It is Sunday evening and cool air comes through the window. I have been searching job listings all evening. Let’s say I’m in a contemplative mood.
I read and re-read travel books: Vikram Seth’s “From Heaven Lake,” Pamela Logan’s “Among Warriors – A Woman Martial Artist in Tibet.” I am seduced by these adventures. I can’t even count how many times I’ve re-read Jeff Goldblum’s books “Mr. Raja’s Neighborhood,” “The Size of the World,” “Shopping for Buddhas.” I am determined to write my own travelogue one day. Wasn’t that one of my earliest ambitions as a child? Not just to go to Paris, Rome, or London, but to write about them, to describe them. Somehow I felt that describing things to other people would be my destiny. At my current job, I describe opera to people. Would that the job itself interested me more.
OK I’ll say it: I am experiencing fear of 50. I have been through 6 months of self-recrimination and regret. My old tape recordings in my head have been playing messages of my wasted past and talents. Poor me. I just realized that I now will refer to myself as “older.” that hurts. Nothing of my youth (not that I had one) remains. Nothing to do but deal with it. As we say in the Program, we will not regret the past nor will we wish to shut the door on it.
I have been in a funk ever since the July teaching job ended. There is nothing teaching-wise on the horizon, and I am getting discouraged. More resumes were fired off on Saturday morning, more will go tomorrow. I am widening my possibilities by also applying for art history teaching jobs at community colleges.
Japan turned me down. At least, the AEON corporation did. No explanation, just a polite email. Oh well. I have now turned my sights to China. Fickle, ain’t I? I am exploring Zhuhai, Xi’an, Shenzhen, and other cities. My goal will be to land a university job. I dream of vast vistas of mountains, desert, and windy plains. I am concerned about ending up either in a steamy subtropical climate or a city choked with pollution.

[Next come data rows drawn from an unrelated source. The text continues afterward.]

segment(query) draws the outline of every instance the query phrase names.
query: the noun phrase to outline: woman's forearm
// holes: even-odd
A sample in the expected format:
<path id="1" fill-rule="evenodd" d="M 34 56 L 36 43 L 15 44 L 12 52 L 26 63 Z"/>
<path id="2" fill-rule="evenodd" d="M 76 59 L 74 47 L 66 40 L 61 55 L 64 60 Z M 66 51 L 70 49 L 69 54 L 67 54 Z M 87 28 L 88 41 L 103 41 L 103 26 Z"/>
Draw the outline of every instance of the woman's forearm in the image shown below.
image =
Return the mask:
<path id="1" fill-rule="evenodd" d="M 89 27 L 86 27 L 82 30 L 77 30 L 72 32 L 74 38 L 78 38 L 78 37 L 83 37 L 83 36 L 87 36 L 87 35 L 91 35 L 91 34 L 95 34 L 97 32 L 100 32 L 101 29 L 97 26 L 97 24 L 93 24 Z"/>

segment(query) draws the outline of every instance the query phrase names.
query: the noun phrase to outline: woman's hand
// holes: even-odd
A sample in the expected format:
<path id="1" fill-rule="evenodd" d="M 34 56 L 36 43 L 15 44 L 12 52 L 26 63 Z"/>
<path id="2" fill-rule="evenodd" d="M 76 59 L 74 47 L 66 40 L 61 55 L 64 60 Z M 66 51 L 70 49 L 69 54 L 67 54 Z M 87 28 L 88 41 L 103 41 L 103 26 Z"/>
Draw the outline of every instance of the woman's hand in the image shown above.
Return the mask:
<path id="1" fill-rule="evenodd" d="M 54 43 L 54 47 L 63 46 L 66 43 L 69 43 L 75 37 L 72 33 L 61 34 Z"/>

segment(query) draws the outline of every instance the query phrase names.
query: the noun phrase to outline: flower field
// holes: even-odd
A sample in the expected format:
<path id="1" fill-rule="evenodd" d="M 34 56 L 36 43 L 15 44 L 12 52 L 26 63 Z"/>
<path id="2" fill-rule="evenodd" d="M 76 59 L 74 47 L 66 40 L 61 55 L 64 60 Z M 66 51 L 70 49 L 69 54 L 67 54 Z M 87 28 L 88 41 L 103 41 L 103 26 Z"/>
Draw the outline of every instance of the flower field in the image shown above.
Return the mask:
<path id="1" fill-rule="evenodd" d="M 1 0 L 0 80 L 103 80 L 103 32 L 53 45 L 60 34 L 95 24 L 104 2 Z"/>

I taught for the final time yesterday at an L.A. Shanti training, ending an 11-year volunteer relationship with the organization. It saddened me to see its loss of values, as the nonprofit moves in one direction, and I in another. It is time to break the ties. It is time to leave L.A. It has served its purpose. After beating myself into submission at the gym and enjoying the steam room, I dscovered on the way home that I had lost my ATM card. The end to a perfect day.